La dernière fois que l’inflation a été soutenue pendant un certain temps à ce niveau, le Royaume-Uni a fini par supplier le Fonds monétaire international de le renflouer (le déficit du compte courant était de moins de 4 % cette année-là, à titre de comparaison). De même, la dernière fois que l’Allemagne a connu une inflation soutenue dans le cadre d’un mécanisme de taux de change fixe (Bretton Woods), elle a choisi de vaincre l’inflation plutôt que de maintenir l’ancrage du taux de change.

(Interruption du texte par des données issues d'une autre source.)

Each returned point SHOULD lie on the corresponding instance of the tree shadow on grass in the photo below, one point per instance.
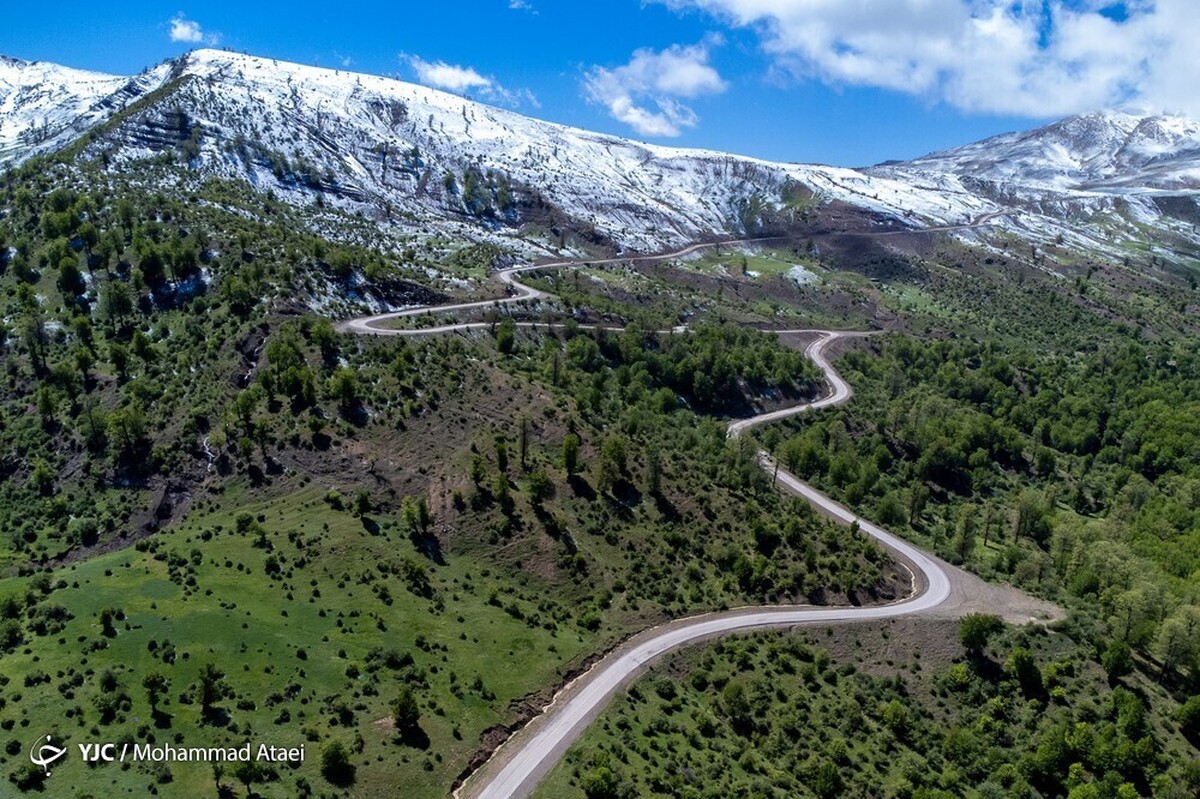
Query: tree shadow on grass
(581, 487)
(413, 737)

Cela ne veut pas dire qu’une répétition de l’un ou l’autre de ces incidents est inévitable, ni même probable. La mondialisation et la suppression des contrôles des capitaux signifient que la Grande-Bretagne peut financer plus longtemps des déficits courants plus importants, et les Allemands de 2022 sont beaucoup moins enclins à chercher des solutions purement nationales à leurs problèmes que leurs homologues de 1971.
Malgré cela, les risques d’une poussée soutenue d’inflation à deux chiffres en Europe semblent plus importants que ce que les marchés sont prêts à accepter. Ni la livre ni l’euro – et encore moins leurs marchés obligataires respectifs – ne semblent bénéficier d’une grande protection contre les baisses. L’accalmie estivale qui a permis une telle complaisance est sur le point de prendre fin, avec l’élection d’un nouveau leader du parti conservateur au Royaume-Uni et les élections nationales en Italie, le talon d’Achille de la zone euro. Après un été de canicule, septembre semble tout à fait capable de produire une canicule politique.